On Fake News: A Red Herring?
  • “Fake news is a fact of life in the age of social media. It’s the demand for it, not the supply, that’s the problem. It’s the people seeking and/or finding/receiving information that confirms their own point of view. And it was always that way. What’s different now is it’s being amplified, and then weaponized.
  • “The cures for fake news may be worse than the disease…e.g. government oversight.  The last people I want deciding what’s ‘true’ is the government.” 

On Trust:
  • “The crisis of trust isn’t just in the news, it’s a crisis in knowledge. It’s an epistemic crisis. There’s a boiling resentment of the liberal, educated elite. This led to the rise of populism seen in the U.S….the politics of know-nothing-ism.”
  • “The contempt for media morphed into contempt for knowledge and expertise.”
  • “The internet played an important role in the growing partisanship/lack of consensus between the postmodernism of the radical left and the cynicism of the right.”
  • “There was never such a thing as a well-informed public.  Only some ever chose to be.”

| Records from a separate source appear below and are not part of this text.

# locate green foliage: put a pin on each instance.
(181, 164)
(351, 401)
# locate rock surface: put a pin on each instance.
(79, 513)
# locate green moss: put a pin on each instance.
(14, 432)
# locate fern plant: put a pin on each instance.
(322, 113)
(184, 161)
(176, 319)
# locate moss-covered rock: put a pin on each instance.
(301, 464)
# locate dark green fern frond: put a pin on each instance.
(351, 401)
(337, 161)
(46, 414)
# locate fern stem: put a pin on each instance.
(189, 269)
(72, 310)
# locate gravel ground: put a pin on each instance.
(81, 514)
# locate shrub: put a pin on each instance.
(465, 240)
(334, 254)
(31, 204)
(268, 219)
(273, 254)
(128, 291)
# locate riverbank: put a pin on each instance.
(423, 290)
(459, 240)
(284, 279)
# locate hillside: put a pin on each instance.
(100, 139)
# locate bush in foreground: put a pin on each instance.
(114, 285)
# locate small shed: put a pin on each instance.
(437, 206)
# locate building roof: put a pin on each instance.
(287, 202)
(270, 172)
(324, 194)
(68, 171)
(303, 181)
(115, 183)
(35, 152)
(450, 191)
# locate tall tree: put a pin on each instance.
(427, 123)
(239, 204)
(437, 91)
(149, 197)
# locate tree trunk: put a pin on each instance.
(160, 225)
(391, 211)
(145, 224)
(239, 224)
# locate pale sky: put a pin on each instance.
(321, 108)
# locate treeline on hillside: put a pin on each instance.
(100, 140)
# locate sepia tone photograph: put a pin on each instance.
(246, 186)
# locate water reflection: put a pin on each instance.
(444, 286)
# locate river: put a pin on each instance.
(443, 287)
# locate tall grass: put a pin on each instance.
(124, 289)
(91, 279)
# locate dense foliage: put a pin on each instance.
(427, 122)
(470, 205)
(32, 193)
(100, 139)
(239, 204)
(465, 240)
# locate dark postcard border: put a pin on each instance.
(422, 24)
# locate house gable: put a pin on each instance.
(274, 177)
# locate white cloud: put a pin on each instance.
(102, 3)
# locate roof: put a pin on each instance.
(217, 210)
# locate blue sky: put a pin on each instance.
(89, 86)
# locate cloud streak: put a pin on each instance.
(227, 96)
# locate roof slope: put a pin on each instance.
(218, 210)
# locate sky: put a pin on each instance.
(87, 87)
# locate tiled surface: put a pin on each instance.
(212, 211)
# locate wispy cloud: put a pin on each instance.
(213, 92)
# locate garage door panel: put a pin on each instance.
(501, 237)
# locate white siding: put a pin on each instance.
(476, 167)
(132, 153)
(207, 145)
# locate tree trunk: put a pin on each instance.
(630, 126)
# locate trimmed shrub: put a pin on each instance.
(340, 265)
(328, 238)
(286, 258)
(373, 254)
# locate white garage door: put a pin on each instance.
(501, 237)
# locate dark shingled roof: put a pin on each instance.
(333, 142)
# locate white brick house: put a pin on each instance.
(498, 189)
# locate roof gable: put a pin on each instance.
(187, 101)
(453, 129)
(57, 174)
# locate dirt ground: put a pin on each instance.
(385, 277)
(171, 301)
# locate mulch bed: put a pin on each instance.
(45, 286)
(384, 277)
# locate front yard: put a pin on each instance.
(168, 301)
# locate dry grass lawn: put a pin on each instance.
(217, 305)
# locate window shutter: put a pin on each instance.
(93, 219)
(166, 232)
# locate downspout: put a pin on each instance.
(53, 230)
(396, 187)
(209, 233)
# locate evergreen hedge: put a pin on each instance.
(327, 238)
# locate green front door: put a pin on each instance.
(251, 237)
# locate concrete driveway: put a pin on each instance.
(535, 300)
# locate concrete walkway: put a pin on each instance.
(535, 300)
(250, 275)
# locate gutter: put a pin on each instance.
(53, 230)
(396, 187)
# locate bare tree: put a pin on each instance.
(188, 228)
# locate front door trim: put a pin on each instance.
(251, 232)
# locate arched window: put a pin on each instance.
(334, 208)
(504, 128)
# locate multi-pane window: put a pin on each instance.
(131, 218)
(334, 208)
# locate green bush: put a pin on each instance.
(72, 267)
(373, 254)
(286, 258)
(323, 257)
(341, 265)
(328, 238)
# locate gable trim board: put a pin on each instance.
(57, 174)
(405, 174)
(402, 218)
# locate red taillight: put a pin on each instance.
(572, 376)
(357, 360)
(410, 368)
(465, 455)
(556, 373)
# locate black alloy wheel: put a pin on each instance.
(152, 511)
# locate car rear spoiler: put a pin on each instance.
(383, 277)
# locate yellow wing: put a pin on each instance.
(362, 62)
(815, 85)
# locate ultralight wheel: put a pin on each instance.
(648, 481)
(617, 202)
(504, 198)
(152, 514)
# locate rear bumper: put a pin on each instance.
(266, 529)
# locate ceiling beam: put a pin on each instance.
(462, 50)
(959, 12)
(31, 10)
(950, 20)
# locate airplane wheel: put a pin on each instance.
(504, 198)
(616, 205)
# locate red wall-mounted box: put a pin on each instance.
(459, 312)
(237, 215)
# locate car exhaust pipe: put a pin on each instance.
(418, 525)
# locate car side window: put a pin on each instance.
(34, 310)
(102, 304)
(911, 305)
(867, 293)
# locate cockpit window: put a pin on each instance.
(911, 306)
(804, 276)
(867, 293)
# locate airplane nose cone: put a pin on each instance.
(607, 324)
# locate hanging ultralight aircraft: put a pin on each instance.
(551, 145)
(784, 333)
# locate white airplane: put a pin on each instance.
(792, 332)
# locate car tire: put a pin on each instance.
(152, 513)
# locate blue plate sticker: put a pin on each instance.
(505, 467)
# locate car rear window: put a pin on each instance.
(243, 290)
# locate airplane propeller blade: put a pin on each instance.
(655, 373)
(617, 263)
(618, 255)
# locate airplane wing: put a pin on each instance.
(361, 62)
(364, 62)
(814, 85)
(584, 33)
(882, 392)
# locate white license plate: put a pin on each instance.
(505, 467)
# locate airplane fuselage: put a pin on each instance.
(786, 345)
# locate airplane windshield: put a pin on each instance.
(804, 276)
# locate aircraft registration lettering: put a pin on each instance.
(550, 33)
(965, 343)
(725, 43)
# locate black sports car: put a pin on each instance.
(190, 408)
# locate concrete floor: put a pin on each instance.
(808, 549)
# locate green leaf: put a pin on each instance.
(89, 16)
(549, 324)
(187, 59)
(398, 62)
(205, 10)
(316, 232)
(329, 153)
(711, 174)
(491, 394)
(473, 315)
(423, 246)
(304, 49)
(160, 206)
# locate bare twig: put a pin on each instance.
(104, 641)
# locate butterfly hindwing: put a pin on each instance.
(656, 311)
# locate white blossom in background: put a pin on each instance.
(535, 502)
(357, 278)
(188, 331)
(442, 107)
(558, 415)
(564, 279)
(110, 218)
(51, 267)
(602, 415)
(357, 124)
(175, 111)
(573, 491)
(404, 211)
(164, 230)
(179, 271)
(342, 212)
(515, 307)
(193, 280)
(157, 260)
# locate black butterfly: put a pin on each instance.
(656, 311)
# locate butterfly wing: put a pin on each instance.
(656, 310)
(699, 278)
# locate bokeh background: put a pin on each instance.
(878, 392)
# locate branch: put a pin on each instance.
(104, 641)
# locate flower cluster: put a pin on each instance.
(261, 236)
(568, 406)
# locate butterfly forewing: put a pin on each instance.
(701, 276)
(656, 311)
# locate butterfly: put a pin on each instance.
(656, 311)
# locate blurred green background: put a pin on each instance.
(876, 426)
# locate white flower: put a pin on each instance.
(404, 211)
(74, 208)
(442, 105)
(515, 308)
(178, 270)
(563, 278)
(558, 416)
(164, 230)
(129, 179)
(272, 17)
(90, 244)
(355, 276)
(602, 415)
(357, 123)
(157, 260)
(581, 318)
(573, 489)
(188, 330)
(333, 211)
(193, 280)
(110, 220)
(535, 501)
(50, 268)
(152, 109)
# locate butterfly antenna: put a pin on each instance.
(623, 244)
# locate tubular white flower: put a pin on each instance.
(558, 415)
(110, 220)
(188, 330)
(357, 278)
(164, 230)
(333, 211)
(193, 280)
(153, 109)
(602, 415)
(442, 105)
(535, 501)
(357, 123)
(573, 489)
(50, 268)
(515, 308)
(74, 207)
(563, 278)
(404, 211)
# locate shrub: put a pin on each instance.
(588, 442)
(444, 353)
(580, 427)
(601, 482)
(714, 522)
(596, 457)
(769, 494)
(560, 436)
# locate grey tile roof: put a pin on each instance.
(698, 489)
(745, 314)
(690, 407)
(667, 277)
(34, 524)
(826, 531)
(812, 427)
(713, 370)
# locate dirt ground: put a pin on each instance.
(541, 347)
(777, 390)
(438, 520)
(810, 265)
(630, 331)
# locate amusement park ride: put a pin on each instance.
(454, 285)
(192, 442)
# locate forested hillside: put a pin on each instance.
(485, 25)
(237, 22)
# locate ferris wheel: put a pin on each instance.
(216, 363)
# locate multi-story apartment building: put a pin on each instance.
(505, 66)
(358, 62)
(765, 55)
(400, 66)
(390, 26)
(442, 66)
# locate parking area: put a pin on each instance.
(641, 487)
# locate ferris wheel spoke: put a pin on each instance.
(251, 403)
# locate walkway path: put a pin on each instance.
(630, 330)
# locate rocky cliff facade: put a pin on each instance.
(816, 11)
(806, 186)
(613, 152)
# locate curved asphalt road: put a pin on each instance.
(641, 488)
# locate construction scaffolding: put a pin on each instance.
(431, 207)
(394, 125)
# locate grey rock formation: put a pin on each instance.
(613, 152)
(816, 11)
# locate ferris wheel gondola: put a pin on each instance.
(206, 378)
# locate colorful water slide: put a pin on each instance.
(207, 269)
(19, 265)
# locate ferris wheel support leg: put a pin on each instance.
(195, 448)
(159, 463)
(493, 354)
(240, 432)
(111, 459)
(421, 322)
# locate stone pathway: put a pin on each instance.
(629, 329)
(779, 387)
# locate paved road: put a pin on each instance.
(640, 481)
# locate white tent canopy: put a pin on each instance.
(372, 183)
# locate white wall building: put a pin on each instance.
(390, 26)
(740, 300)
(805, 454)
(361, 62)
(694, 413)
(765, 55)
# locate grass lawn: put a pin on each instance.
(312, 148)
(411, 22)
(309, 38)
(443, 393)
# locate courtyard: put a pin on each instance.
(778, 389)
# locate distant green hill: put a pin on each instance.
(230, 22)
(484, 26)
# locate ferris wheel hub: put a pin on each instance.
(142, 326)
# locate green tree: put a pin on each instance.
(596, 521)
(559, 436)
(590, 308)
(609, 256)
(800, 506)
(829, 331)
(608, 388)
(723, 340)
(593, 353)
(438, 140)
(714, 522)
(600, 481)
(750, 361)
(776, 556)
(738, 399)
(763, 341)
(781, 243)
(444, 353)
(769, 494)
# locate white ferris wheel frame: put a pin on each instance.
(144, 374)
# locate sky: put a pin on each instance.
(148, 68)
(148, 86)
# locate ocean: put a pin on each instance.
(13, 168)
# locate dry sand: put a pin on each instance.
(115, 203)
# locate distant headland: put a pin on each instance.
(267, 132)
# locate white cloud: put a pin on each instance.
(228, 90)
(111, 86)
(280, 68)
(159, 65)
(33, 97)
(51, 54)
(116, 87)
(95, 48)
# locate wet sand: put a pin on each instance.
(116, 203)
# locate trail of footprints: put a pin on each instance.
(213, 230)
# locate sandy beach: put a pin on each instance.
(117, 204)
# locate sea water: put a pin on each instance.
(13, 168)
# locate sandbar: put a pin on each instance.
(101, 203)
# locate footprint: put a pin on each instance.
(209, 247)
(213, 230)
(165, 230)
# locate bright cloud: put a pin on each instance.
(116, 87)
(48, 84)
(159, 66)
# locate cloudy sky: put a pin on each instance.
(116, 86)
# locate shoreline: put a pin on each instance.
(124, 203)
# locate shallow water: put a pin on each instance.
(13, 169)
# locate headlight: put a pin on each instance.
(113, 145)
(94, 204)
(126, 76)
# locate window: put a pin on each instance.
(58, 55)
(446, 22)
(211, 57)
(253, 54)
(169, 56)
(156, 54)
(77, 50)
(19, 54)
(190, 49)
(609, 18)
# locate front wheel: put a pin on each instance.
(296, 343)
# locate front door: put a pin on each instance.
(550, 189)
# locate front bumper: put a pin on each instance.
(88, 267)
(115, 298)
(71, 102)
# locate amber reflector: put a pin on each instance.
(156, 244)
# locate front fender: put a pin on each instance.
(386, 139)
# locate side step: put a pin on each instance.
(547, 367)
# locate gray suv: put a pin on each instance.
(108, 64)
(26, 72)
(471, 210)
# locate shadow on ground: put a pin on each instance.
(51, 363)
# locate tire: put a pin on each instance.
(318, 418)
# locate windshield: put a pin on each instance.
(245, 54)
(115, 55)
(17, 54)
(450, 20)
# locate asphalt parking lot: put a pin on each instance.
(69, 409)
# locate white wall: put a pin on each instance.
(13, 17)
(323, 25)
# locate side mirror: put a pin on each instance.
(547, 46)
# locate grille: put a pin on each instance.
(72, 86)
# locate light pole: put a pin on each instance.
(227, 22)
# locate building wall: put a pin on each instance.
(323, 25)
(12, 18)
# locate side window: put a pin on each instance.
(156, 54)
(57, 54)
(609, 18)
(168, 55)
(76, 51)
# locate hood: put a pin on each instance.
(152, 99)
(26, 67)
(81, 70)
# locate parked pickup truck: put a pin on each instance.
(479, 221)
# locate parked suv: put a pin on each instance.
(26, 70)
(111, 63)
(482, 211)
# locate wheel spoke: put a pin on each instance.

On whether or not news is a public good:
  • “I found the Shattered Mirror report unnecessarily menacing.  I think you can now charge people for what they watch, listen to, and read, vs. the bundled model that aimed for the mushy middle. And not everybody is going to be able to make it in the pay model world, but government subsidies are not the answer.”
  • “I’m against government/public funding of news because it’s not 3 or 4 outlets now, but 3 or 4 thousand. Should the government be deciding who is and isn’t a journalist?”

On the fact that some people are doing journalists’ jobs for free, out of passion for subject matter

  • “We should have to justify our paycheques. If you’re going to be the New York Times writer on a topic then you’d better be damn good.”